El revival del caudillismo clientelar, que en su
variante moderna Huntington denota como pretorianismo, es el resultado de una
precaria y difícil evolución de la institucionalización política en relación
con el desarrollo socioeconómico y la movilización social, toda vez que el
desarrollo del orden social diferenciado supone un mayor simbolismo y una civilización
de las expectativas, como presupuestos de la comunicación (y no en el sentido de introyección sobre
el nivel de la conciencia, como suponía Norbert
Elías), pero una sociedad, cuya lógica de coordinación dominante es el
caudillismo clientelar o el mercado, aunque compleja y diferenciada, carece de
estabilidad institucional. Más bien es una sociedad donde la diferenciación e
indiferenciación se presentan a un mismo tiempo.[31]
De allí que
si la diferenciación social y la creciente movilización política no son
seguidas por un incremento en la complejidad institucional, el resultado es un
accionar político sin integración política. Es decir, una situación donde los
actores sociales y políticos se movilizan sin una construcción simultánea de
instituciones cognitivas y normativas capaces de articular y agregar sus
demandas. Por lo tanto, aunque los diferentes sectores sociales busquen
tematizar derechos, plasmándolos en el lenguaje de la ley, sin un poder
judicial que funcione, esos derechos no pueden ser plenamente gozados, como
queda de manifiesto en la historia reciente del continente.[32]
Por el
contrario, en ausencia de mecanismos claros de mediación institucional, las
fuerzas políticas y sociales se confrontan abiertamente unas contra otras, es
decir, su politización no es canalizada por mecanismos institucionales sino que
consiste en una guerra no mediada de todos contra todos. El resultado es que,
en la práctica, las constituciones y el derecho se tornan ‘flexibles’ y las
garantías constitucionales se hacen ‘inciertas’, o generalmente son manipuladas
por minoritarios pero fuertes grupos de poder.
Sabemos que
en las sociedades centrales los derechos fundamentales efectivamente se han
institucionalizado y progresivamente extendido en sucesivas olas de juridificación política, económica y social, pues
precisamente lo que distingue al sistema democrático de formas políticas o caudillescas es la praxis de acuerdos institucionales estables.
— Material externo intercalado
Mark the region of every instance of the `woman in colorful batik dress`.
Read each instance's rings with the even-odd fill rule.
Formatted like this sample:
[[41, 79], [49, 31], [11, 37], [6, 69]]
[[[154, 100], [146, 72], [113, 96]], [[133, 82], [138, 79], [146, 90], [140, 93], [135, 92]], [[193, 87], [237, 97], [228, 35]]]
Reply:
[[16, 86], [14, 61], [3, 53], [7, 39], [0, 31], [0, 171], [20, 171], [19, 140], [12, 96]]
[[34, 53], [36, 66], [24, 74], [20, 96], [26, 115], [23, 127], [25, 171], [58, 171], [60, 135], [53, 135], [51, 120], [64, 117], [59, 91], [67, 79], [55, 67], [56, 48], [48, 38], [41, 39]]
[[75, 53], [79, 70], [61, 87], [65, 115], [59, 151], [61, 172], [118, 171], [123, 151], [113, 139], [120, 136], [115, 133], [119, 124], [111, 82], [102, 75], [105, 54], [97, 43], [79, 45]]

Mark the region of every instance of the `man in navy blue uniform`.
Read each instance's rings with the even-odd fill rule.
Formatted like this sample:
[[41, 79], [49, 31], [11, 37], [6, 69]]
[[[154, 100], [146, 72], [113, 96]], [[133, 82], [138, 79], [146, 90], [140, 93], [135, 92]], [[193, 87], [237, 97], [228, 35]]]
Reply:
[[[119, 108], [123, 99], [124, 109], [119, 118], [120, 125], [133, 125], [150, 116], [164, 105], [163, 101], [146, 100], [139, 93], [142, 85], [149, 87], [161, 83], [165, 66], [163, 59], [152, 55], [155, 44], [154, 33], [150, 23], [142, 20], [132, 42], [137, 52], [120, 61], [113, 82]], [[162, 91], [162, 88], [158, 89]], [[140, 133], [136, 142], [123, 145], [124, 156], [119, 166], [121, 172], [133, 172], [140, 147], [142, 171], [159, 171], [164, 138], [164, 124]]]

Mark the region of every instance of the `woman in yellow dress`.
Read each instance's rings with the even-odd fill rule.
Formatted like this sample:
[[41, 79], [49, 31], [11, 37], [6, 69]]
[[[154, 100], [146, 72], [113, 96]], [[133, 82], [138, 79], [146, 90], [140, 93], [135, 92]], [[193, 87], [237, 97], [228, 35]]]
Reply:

Pero en los sistemas políticos de la periferia, las débiles instituciones se
encuentran a merced de minoritarias fuerzas sociales que los ‘colonizan’ con el
objetivo de obtener beneficios privados. Incluso, aun cuando éstas hayan
adoptado formalmente dichas instituciones, no pasa de ser un gesto alegórico
porque en la práctica son ignoradas o utilizadas funcionalmente como un nuevo instrumento de
dominación (operativas sólo para algunos). Por ello, toda vez que se incrementa
la participación política, que resulta del proceso de extensión de la
ciudadanía (fundamentalmente social),[33]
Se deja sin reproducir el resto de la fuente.